The stablecoin market currently boasts a total size of approximately $316 billion, and the new agreement is expected to have significant regulatory and financial implications. By redefining how returns on digital coins can be earned, the deal affects both traditional banking and the broader crypto finance ecosystem.
Key Elements of the Tillis–Alsobrooks Compromise
The agreement centres on two primary measures:
- Ban on passive yields – Users can no longer earn interest simply by holding stablecoins.
- Permitted activity-based rewards – Incentives are allowed when coins are actively used for payments, transfers, or platform engagement.
Senator Alsobrooks emphasised that the goal is “to safeguard innovation while reducing risk to bank deposits.” According to prior analyses from banking lobbyists, without regulation, passive stablecoin yields could have prompted the transfer of up to $6.6 trillion in traditional bank deposits into crypto platforms.

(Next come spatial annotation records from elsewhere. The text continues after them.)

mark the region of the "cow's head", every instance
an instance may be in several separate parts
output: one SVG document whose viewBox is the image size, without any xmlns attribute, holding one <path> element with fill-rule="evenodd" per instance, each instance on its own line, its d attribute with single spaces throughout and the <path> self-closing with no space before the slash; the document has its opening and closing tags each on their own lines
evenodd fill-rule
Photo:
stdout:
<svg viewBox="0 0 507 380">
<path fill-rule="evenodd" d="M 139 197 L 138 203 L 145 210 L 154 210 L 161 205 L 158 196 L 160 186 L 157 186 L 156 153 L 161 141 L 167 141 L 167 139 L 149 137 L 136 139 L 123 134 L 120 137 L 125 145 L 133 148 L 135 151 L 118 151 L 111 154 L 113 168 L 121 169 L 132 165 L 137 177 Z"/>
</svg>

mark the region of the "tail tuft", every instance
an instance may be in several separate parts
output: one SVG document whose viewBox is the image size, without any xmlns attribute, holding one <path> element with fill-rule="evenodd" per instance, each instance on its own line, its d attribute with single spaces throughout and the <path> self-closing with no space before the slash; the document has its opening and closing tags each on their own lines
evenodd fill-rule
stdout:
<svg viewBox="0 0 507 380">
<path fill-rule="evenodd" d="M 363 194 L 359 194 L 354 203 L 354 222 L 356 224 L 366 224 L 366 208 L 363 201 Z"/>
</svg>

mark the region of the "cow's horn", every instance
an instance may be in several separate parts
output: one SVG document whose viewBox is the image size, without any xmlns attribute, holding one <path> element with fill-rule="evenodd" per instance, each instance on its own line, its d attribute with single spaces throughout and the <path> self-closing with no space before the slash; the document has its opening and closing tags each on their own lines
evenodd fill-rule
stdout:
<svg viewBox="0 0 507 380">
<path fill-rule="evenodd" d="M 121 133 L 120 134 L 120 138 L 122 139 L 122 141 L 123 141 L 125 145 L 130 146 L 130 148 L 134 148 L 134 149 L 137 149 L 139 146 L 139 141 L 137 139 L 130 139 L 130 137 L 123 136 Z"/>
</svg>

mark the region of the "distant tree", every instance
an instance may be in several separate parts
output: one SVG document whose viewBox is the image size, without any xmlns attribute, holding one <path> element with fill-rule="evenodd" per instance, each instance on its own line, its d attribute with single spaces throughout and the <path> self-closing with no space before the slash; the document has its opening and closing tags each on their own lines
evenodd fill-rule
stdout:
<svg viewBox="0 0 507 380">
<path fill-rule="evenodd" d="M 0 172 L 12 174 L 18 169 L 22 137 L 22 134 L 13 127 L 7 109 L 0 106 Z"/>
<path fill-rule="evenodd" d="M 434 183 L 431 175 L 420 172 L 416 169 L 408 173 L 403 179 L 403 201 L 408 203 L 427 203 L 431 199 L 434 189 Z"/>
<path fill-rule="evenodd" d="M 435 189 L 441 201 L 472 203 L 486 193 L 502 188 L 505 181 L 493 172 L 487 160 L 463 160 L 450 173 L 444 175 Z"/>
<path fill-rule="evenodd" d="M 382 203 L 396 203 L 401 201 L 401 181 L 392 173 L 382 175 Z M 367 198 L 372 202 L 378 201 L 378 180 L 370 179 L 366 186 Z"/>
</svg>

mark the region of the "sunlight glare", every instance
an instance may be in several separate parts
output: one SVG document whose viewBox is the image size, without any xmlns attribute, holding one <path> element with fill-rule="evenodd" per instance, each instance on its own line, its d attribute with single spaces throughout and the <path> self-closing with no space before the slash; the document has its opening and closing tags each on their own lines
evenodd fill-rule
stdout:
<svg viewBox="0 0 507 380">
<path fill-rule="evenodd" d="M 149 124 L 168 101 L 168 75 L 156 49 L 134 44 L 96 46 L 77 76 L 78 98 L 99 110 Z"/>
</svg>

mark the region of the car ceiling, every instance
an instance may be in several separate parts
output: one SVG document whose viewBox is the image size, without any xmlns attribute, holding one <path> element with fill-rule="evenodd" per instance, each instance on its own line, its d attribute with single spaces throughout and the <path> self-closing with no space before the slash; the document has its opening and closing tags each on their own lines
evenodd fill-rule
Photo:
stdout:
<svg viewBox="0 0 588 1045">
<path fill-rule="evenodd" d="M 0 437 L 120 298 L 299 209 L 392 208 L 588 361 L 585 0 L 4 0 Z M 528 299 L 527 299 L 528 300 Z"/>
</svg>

Currently, products such as Coinbase’s USDC offer around 4% APY, while some competing platforms advertise returns exceeding 5%, rivaling or surpassing conventional savings accounts. Banks had mounted a vigorous lobbying campaign against these rates, and the compromise largely satisfies their objectives.

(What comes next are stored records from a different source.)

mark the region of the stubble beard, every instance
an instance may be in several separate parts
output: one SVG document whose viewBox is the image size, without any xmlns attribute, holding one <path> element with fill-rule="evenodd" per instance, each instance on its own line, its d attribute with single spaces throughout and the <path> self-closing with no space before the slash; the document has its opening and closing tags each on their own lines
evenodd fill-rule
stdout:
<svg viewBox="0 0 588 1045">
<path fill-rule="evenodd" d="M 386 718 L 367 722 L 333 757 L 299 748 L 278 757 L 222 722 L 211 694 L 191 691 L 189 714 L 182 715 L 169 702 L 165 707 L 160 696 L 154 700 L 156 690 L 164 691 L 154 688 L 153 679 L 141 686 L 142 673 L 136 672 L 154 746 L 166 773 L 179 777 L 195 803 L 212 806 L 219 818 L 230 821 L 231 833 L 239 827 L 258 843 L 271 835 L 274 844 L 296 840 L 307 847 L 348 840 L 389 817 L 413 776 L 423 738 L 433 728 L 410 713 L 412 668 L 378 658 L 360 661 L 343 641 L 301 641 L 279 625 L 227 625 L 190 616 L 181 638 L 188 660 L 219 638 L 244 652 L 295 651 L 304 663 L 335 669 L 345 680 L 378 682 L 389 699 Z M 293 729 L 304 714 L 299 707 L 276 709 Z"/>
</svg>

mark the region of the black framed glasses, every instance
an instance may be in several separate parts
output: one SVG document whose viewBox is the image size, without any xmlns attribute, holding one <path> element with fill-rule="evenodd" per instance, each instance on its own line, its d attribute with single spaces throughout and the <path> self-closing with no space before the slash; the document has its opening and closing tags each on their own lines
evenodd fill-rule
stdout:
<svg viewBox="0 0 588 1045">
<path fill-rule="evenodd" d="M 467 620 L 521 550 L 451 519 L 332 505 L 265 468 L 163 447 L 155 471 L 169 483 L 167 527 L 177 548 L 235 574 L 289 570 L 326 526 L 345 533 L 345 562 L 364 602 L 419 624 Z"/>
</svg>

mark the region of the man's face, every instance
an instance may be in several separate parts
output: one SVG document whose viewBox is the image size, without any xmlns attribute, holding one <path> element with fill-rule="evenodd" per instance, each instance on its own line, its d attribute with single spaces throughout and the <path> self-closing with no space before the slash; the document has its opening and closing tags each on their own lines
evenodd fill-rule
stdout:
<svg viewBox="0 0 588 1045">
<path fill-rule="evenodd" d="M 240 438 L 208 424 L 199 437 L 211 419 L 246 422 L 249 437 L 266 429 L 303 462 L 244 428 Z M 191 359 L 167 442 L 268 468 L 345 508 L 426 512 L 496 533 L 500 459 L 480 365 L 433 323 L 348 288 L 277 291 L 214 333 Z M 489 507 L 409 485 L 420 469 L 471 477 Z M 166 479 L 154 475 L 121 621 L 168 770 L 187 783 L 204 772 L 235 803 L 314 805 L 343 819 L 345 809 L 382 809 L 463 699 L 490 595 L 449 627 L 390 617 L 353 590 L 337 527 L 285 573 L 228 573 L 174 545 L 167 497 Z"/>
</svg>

Upcoming Legislative Milestones
It is important to note that the CLARITY Act is not yet finalised. Five critical steps remain before enactment:
| Step | Description | Timeline |
|---|---|---|
| 1 | Senate Banking Committee markup | Mid-April 2026 |
| 2 | Full Senate vote (60 votes required) | April–May 2026 |
| 3 | Reconciliation with Agriculture Committee version | April–May 2026 |
| 4 | Reconciliation with House-passed version | Post-July 2025 |
| 5 | Presidential signature | May 2026 |
Senator Bernie Moreno has cautioned that if the bill does not reach the Senate floor by May, the legislation may be postponed until after the midterm elections.
Analysis
The prohibition on passive yields represents a bank-friendly resolution. Activity-based rewards preserve limited opportunities for crypto platforms, while DeFi products that rely on idle balances for income will face constraints.
Overall, the compromise provides the industry with a regulatory framework, allows banks to achieve desired revenue thresholds, and minimises the risk of missteps as the May deadline approaches. Observers view this agreement as a significant milestone for the digital economy, signalling a more structured approach to integrating traditional finance with cryptocurrency innovation.